Às margens do rio Madeira, Porto Velho começou como ponto estratégico, ganhou forma com a construção da Estrada de Ferro Madeira-Mamoré e se transformou em símbolo de coragem. Vieram trabalhadores de diferentes partes do Brasil e do mundo, atraídos pelo sonho do progresso, muitos deles marcados pelas dificuldades impostas pela selva, pelas doenças e pelo isolamento. Cada trilho assentado, cada dor enfrentada, ajudou a moldar a identidade de um povo que aprendeu a resistir.
A cidade cresceu olhando para o rio. Foi por ele que chegaram mercadorias, histórias, culturas e esperanças. O Madeira não é apenas um curso d’água: é testemunha viva da formação de Porto Velho, elo entre gerações e parte inseparável da memória coletiva da capital rondoniense.
Ao longo de mais de um século, Porto Velho se reinventou. De vila ferroviária à capital de estado, enfrentou ciclos econômicos, transformações sociais e desafios urbanos. Cresceu entre contrastes: o moderno e o tradicional, o concreto e a floresta, o passado preservado em suas caixas d’água e na Madeira-Mamoré, e o futuro que se projeta em cada bairro que se expande.

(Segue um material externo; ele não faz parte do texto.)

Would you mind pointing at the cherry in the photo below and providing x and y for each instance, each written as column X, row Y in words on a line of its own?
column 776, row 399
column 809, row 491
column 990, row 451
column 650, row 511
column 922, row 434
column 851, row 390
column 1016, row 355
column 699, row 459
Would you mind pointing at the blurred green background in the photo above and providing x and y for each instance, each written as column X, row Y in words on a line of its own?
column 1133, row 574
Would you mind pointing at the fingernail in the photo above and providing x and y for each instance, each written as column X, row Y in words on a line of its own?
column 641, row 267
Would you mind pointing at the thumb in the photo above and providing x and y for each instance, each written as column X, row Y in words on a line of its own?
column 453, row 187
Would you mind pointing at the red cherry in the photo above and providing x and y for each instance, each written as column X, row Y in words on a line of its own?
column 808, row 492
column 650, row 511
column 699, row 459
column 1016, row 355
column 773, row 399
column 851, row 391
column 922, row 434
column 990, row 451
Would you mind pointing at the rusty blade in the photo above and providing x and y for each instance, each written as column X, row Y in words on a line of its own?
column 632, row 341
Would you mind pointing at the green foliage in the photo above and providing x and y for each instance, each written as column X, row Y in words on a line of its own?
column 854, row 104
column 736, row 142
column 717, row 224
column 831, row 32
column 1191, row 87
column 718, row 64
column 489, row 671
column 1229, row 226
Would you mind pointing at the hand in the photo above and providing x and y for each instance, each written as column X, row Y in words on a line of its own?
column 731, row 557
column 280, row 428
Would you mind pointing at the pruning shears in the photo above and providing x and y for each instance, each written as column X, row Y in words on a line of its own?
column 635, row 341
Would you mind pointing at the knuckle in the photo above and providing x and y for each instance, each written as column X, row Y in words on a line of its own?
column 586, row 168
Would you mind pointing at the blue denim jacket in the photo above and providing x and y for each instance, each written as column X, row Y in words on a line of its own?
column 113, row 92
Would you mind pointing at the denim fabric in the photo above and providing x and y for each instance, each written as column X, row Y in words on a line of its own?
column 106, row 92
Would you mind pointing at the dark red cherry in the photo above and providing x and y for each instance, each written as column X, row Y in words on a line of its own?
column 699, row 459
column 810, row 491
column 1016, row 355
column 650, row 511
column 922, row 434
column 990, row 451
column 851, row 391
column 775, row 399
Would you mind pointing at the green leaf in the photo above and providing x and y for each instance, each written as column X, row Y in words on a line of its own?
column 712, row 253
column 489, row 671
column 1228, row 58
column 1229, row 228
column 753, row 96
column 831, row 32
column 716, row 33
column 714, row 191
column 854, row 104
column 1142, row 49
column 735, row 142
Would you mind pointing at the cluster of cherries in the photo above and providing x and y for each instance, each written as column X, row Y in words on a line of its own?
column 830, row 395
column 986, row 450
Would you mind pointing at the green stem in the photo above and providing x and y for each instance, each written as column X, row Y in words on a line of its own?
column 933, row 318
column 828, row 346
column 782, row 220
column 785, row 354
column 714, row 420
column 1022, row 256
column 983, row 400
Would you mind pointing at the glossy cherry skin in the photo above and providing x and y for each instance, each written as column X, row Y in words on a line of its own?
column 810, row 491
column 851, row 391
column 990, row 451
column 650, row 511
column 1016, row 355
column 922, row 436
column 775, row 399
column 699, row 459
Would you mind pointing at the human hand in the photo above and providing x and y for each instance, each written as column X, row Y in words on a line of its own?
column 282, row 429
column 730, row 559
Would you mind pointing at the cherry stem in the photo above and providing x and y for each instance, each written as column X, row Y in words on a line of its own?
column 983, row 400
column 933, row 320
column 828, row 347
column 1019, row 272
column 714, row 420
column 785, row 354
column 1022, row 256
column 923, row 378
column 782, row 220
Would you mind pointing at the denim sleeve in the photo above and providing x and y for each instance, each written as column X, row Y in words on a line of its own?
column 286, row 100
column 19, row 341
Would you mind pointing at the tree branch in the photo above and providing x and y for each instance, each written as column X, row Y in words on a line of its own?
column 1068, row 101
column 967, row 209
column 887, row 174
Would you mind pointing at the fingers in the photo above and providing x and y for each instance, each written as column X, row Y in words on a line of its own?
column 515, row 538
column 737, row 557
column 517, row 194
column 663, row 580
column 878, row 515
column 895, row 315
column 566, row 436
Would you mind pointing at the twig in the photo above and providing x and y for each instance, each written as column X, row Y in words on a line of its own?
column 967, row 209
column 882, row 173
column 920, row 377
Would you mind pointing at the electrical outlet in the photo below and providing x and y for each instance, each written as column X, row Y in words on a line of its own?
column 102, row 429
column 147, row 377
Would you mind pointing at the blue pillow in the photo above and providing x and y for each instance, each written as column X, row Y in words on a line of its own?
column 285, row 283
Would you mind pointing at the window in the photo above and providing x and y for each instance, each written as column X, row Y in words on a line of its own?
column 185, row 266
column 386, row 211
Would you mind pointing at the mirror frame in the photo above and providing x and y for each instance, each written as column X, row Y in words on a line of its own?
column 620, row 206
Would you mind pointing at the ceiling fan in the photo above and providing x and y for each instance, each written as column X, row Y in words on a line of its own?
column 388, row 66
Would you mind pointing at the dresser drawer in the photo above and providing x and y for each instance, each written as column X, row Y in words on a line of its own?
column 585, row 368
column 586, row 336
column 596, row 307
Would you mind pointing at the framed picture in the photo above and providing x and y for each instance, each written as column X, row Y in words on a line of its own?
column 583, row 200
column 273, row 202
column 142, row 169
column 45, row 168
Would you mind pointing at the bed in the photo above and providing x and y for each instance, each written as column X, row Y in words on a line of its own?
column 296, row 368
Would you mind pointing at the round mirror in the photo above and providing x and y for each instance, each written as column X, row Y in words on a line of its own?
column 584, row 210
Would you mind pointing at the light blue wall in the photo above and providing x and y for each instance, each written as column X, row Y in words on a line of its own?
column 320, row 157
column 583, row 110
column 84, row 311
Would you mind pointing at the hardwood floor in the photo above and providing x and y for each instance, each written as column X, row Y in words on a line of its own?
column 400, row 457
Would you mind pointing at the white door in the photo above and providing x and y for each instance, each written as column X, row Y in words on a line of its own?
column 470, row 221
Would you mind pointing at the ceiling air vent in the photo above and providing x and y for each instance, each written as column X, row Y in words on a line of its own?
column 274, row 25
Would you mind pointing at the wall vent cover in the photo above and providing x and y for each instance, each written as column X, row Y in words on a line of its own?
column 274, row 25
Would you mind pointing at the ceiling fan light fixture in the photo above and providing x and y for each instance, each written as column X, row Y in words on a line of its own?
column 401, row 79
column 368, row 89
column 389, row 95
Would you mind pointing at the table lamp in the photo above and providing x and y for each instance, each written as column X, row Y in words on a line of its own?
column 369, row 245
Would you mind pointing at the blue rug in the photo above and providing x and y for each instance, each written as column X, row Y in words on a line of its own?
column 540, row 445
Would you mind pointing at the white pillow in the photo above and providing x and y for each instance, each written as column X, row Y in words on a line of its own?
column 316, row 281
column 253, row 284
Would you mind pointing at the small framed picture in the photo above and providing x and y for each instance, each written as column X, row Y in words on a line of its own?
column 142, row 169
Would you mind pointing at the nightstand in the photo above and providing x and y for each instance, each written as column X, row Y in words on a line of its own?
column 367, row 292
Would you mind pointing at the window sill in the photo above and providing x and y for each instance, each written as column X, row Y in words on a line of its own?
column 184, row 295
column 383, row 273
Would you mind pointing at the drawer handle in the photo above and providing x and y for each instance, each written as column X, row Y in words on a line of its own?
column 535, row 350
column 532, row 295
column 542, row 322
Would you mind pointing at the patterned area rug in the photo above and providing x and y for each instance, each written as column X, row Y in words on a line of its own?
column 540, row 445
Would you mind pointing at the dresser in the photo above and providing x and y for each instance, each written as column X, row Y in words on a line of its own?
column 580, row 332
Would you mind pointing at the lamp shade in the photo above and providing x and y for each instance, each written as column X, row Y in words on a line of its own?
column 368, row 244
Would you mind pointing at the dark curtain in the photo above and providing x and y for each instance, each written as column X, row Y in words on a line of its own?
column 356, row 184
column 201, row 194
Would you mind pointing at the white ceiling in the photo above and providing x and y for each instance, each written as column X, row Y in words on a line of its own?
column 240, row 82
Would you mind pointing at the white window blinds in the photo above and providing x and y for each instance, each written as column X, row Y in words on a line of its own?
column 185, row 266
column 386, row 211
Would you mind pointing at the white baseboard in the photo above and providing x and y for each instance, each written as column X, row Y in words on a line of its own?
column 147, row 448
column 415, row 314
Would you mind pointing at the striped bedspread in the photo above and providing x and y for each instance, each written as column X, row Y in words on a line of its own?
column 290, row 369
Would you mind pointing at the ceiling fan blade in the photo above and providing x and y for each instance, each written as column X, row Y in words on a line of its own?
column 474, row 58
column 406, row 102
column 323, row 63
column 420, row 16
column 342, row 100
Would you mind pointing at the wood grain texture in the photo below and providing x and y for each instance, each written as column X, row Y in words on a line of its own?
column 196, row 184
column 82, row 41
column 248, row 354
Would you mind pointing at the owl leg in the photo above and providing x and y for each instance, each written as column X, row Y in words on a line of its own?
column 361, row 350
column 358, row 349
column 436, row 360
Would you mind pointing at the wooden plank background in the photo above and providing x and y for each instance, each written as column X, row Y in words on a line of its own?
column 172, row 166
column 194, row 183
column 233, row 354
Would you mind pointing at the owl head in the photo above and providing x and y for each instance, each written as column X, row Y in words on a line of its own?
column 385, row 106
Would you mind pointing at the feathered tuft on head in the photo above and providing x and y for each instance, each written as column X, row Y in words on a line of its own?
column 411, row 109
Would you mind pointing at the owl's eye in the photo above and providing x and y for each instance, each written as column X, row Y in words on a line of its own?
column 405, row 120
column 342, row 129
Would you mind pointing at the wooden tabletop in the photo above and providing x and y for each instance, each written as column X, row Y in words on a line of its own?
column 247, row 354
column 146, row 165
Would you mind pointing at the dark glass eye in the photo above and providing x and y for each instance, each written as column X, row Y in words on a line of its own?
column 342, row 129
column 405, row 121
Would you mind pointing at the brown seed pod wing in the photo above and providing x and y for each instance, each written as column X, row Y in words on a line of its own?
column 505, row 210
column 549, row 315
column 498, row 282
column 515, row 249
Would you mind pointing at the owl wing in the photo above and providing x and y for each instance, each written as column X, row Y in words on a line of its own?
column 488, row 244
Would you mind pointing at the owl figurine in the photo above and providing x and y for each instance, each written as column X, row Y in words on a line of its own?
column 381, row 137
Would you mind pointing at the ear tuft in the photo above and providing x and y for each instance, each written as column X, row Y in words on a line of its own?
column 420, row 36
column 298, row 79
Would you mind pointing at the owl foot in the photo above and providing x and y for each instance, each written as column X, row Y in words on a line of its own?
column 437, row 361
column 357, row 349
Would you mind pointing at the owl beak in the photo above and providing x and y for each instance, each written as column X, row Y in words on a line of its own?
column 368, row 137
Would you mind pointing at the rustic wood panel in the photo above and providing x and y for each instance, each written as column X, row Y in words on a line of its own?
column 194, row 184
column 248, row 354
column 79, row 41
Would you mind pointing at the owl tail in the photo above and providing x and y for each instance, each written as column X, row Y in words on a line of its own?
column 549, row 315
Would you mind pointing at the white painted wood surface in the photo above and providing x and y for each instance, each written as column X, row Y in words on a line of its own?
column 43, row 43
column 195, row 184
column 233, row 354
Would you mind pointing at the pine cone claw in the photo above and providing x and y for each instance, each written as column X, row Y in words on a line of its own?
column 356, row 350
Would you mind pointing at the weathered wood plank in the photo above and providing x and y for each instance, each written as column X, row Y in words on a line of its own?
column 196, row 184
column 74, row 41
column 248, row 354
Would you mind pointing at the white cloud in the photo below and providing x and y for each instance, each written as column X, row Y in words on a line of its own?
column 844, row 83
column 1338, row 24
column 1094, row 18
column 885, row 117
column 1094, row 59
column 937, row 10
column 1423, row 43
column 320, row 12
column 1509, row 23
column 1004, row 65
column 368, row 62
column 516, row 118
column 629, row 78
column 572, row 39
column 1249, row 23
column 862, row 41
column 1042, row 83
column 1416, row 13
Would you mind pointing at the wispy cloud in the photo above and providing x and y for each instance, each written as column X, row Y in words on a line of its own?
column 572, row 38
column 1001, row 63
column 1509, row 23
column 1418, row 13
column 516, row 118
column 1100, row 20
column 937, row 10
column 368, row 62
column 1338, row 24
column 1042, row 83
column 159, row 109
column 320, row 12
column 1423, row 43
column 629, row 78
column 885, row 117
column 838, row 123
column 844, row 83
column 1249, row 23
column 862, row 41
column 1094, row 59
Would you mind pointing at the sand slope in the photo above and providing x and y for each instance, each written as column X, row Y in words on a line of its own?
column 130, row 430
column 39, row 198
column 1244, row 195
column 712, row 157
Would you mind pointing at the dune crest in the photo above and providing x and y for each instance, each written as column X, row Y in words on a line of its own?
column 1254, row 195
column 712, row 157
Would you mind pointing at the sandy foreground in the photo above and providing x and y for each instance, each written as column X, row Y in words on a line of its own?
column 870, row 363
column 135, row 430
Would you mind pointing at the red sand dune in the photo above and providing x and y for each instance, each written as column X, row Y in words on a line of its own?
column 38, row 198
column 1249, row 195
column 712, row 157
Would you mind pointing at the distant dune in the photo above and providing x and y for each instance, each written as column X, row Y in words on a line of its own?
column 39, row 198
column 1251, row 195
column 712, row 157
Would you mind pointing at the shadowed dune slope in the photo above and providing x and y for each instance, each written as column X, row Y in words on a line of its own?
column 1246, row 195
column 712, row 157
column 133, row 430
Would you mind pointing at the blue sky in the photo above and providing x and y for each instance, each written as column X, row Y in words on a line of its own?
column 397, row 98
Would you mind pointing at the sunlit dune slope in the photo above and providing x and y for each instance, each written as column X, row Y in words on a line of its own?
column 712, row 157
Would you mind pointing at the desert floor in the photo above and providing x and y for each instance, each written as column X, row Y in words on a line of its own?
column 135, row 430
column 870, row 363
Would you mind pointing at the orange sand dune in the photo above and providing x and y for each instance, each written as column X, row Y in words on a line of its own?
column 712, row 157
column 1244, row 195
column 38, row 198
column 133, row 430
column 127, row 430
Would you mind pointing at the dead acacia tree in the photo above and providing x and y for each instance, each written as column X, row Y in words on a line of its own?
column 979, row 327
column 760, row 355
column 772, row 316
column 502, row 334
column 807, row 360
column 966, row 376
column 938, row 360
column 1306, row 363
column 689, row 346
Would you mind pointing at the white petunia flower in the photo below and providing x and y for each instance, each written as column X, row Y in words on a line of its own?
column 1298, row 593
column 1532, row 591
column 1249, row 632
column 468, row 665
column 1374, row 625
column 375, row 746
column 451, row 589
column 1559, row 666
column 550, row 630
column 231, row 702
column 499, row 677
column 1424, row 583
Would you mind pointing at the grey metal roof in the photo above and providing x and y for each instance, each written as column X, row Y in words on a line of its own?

Porto Velho tem dois aniversários porque carrega duas origens: a do surgimento, em 2 de outubro, e a da instalação oficial, em 24 de janeiro. Talvez isso traduza bem o espírito da cidade — múltipla, complexa, forjada por diferentes tempos e histórias. Aqui, o passado não se apaga; ele convive com o presente e inspira o amanhã.
Celebrar os 111 anos de instalação é reconhecer o valor de quem construiu a cidade e de quem, diariamente, a mantém viva: ribeirinhos, trabalhadores, migrantes, povos tradicionais, jovens e idosos que fazem de Porto Velho um lugar de pertencimento.
Hoje, Porto Velho não comemora apenas uma data. Celebra sua memória, sua resistência e sua capacidade de seguir em frente, sem esquecer de onde veio. Uma cidade amazônica, marcada pelo rio, pela ferrovia e, acima de tudo, pela força do seu povo.